Heute, liebe Kinder, erzähle ich Euch mal was von unseren deutschen Bauern, und ich beginne in den Jahren 1945/46. Damals gab es ja noch keine Bio-Bauern oder Landwirte, die nachhaltig Lebensmittel produzierten und so die Gesundheit der Konsumenten überwachten, und die auch gern ein wenig mehr für den Liter Diesel bezahlen…
Damals zogen tausende Geflüchtete aus Ostpreußen, Pommern oder aus dem Baltikum, die vor der russischen Besatzung in die britische Zone geflohen waren, durch das Land. Dazu kamen zahlreiche Menschen aus den von der Nazi-Armee besetzten Ländern Skandinaviens, die zur Zwangsarbeit „im Reich“ gepresst worden waren und nun auf dem Weg waren Richtung Dänemark. Die Bauern, Nährstand genannt und der deutschen Scholle heimattreu verbunden, auch sturmfest und erdverwachsen, verfolgten diese Völkerwanderung mit Abscheu. Hoffentlich waren diese Städter nicht ansteckend. Unterernährung? Neumodischer Kram. So etwas wollen wir hier nicht. Jahrelang war es den fetten und hochmütigen Bauern prächtig gegangen, weil polnische und russische »Zwangsarbeiter«, im Nazi-Reich schönfärberisch „Fremdarbeiter“ genannt, die Arbeit auf den Höfen erledigt und dafür gesorgt hatten, dass die Speicher voll waren. Und nun diese Invasion von hungrigen und dreckigen Flüchtlingen, die alle um Hilfe baten …
Alle, die mal auf der Flucht waren oder aus der Heimat vertrieben, alle, die in tiefster Not einen Bauern um einen Bissen Brot gebeten haben, mussten lernen: Meide den deutschen Bauernhof! Es sei denn, du besitzt eine Schusswaffe oder ein bisschen Familienschmuck. Für deinen Siegelring darfst du möglicherweise sogar den bäuerlichen Abort benutzen. Und bringst du einen wertvollen Teppich oder einen Flügel mit, kannst du darauf hoffen, den Bauernhof mit drei Möhren oder zwei Eiern zu verlassen, ohne dass dich der Hofhund zerfleischt…
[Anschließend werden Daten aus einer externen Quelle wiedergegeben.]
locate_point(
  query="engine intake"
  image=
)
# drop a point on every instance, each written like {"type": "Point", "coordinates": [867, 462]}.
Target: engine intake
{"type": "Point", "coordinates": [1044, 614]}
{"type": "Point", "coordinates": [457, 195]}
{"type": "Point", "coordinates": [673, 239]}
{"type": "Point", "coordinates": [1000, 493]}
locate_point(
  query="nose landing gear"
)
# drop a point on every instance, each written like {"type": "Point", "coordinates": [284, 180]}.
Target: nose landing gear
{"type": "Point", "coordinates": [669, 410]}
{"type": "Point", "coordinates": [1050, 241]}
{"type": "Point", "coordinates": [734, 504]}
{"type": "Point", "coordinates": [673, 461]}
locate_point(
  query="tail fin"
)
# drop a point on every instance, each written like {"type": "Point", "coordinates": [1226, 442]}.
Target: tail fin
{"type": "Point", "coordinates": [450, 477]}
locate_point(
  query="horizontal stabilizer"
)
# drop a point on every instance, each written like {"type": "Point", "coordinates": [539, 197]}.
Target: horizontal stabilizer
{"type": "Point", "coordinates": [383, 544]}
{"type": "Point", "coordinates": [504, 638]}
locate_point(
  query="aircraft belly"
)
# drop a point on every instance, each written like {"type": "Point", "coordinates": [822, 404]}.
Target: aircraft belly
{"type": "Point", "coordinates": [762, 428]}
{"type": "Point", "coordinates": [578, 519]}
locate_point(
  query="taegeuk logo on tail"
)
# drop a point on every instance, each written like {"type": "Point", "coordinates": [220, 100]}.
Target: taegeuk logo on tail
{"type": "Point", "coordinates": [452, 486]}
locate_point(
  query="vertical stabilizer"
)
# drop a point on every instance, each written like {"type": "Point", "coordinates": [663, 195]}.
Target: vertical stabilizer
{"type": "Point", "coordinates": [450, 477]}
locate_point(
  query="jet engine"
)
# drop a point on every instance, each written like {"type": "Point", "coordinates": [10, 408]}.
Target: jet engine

Dann aber machte das deutsche Wirtschaftswunder der Bettelei ein Ende. Zum Ausgleich durften die Bauern nun um ihrer Profite Willen die Fettleibigkeit der Bevölkerung billigend in Kauf nehmen, weil sie es nicht besser wussten, obwohl ein großer Teil von ihnen sogar ein Diplom in der Tasche hatte. Die Bauern erwiesen sich in der Folgezeit als arme, hilflose, aber auch liebenswerte Tölpel, die von einer heimtückischen Industrie, von Verbrauchern und den europäischen Behörden über den Tisch gezogen wurden, obwohl Dürre und Überschwemmung immer abwechselnd ihre Ackerflächen ruinierten und alle ihre Gesuche um ein bisschen höhere Subventionen immer wieder brutal abgeschmettert wurden, während sie selbst im Fernsehen notgedrungen nach einer opferbereiten Ehefrau suchen mussten…
Heute gilt der deutsche Bauer als größter Umweltverbrecher im Land nach dem Auto. Übelwollende Veganer behaupten, darüber würden auch keine Traktoren-Demos hinweg-täuschen, im Gegenteil, man müsse sich fragen: Wieso können Bauern eigentlich nicht zu Fuß demonstrieren, wie andere Leute auch? Und sie verlangen, man solle die ganze Schweinebande kopfüber in ihre Komposthaufen stecken.
Doch das ist zutiefst ungerecht: Die Trecker sind die Panzer der kleinen Leute, und dass die Bauern gemeinsame Sache machen mit den Klimaklebern von der letzten Generation, das ist großartig und beweist: Hier arbeiten Tradition und Moderne Hand in Hand. Und dass etliche Führungskräfte der Grünen tagtäglich im Fernsehen mit ihrem Erscheinungsbild für die Massentierhaltung demonstrieren, zeigt, wie harmonisch die Beziehung von Billigfleischtheke und politischer Verantwortung funktioniert.